いや~、ゴール前の追い比べは、実に見応えがありましたね。

丸田Jの涙には、思わずこちらもウルっと来てしまいましたが、変に安全策を選択せず、インのこだわって詰まったら仕方がないと割り切ったことが、最後のひと伸びにつながったのだと思います。

もともと丸田Jは、短距離戦の内枠で好成績を数多く残しているジョッキー。その意味では、彼にとって最高の舞台でGⅠ初勝利を挙げることができた、とも言えるのではないでしょうか。なにはともあれ、丸田J、本当におめでとうございました!

では、早速、レースを振り返っていくことにしましょう。

中京11R 高松宮記念


まず、馬場状態ですが、やはり昨日からの雨の影響は大きく、芝のレースは、前半からずいぶんと時計が掛かっていました。

ただしトラックバイアスとしては、レースを使って行っても外差し傾向が強まることはなく、むしろ開催前に芝を張り替えた内目を通った馬のほうが、最後まで脚を残せている印象すらありましたね。
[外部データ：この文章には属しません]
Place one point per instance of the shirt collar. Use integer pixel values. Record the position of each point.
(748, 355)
そんな中、ハナを切ったのはレシステンシア。大方の予想がどうだったかはわからないですけど、個人的にこれは読み通りでしたから、レースが終わって結果を突きつけられても、特に横山武Jの作戦に問題があったとは思いません。

レシステンシアにとって不運だったのは、ジャンダルムが掛かり気味に外からつついてきたことで、勝負どころでまったく息が入らなかったのがキツかったですね。さすがにあの形では、能力が一枚上の馬でも苦しくなって当然ですから、僅差の6着なら、良く粘ったほうなんじゃないか、と。
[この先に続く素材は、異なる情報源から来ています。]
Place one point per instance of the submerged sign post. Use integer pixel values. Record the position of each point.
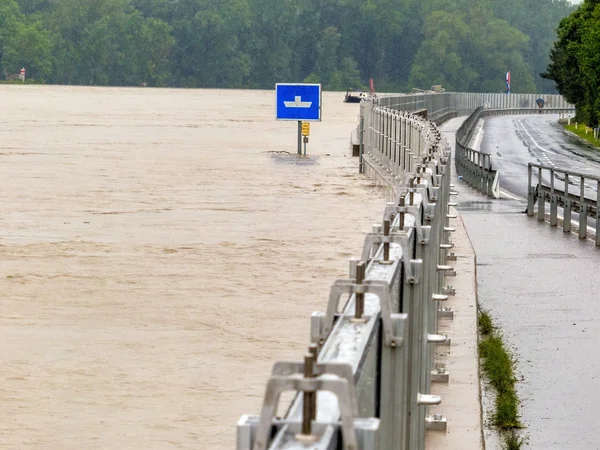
(299, 102)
勝ったナランフレグは、いつもよりは前半から位置を取る意識が高かったですし、いっさいの迷いなく内を突いた丸田Jの判断は、仮にドン詰まりという結果になっていたとしても、議論の余地なく正解だったと思います。

ゴール前で前が開いたのは、もちろん「運」という要素も大きいですし、もう一度、同じメンバー、同じ枠順でレースをやっても、これと同じ結果になるとは思わないですけど、丸田Jが「前さえ開けば絶対に勝てる!」と馬を信じて乗ったことが、結果的に「運」を引き寄せたと言えるのでしょう。

ゴールドアリュール産駒が芝のスプリントGⅠを勝つなんて、少し前は想像もしなかったことですけど、こんなことが起こるから、競馬は本当に面白いんですよね。いろいろと恵まれた部分があったのは確かですけど、その一方で、ここまでのナランフレグの臨戦過程を振り返ってみれば、再現性を期待できる今回の勝利だったとも言える気がします。
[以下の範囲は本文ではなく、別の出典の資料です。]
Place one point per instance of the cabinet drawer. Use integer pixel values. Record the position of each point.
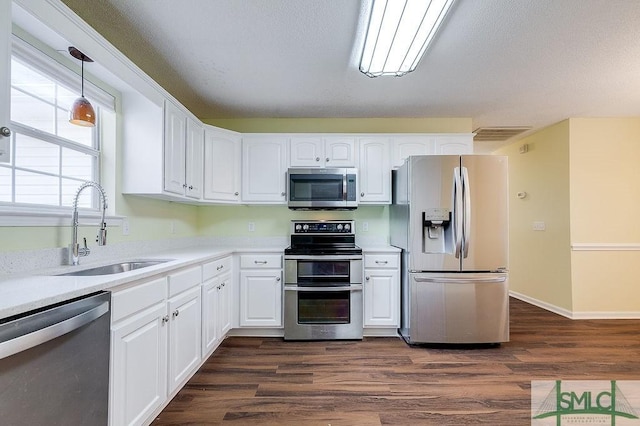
(135, 299)
(217, 267)
(381, 261)
(261, 261)
(184, 280)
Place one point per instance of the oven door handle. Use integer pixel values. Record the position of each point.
(353, 287)
(322, 258)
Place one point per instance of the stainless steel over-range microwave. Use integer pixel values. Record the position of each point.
(322, 189)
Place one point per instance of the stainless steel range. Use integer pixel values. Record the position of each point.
(323, 281)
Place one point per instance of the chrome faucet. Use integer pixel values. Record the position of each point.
(75, 251)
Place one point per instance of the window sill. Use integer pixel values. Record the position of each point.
(43, 216)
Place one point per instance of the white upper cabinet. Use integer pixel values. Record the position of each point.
(323, 151)
(5, 80)
(264, 167)
(183, 151)
(194, 162)
(175, 134)
(223, 157)
(429, 144)
(374, 172)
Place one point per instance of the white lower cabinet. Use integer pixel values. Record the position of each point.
(138, 352)
(184, 336)
(381, 290)
(261, 290)
(216, 303)
(155, 343)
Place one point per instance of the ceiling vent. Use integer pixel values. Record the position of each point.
(497, 134)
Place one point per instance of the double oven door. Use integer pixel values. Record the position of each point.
(323, 297)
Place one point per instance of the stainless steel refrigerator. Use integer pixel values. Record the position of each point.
(449, 216)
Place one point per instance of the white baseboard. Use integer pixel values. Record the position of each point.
(575, 315)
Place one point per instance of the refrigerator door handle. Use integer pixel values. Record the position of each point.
(457, 211)
(460, 280)
(466, 190)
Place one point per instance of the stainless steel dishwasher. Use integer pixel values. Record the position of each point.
(54, 364)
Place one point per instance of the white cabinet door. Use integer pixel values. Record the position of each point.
(194, 159)
(261, 298)
(381, 298)
(138, 366)
(264, 166)
(322, 151)
(5, 80)
(374, 174)
(404, 146)
(306, 152)
(210, 336)
(454, 144)
(184, 336)
(224, 305)
(222, 151)
(340, 152)
(174, 149)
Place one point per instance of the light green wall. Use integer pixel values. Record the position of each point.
(151, 219)
(540, 261)
(274, 221)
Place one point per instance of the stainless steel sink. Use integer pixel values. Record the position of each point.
(115, 268)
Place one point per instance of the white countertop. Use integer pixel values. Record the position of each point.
(24, 292)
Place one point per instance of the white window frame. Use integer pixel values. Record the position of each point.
(17, 214)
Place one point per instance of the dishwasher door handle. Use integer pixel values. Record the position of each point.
(43, 335)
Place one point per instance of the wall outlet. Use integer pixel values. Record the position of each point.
(539, 226)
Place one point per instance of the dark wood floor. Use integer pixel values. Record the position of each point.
(258, 381)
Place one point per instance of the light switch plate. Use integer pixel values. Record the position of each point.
(539, 226)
2着のロータスランドは、馬体が絞れて体調面が上がっていましたし、最高の位置で流れに乗れていましたからね。

惜しかったと言えば惜しかったですけど、岩田望Jがほぼ完ぺきに乗ってのこの結果ですから、2着に敗れはしましたけど、今回は最高によく走ったと評価すべきなんじゃないでしょうか。


3着キルロードは、馬場、展開、枠順とすべてに恵まれたのは確かでしょうが、この激走は立派のひと言だったと思います。菊沢Jには失礼な言い方になってしまいますが、もしこの馬に内田博Jが継続騎乗していたら、ゴール前の競り合いを制しておそらく勝っていたんじゃないか、というくらいの見事な走りでしたから本当に惜しかったですね。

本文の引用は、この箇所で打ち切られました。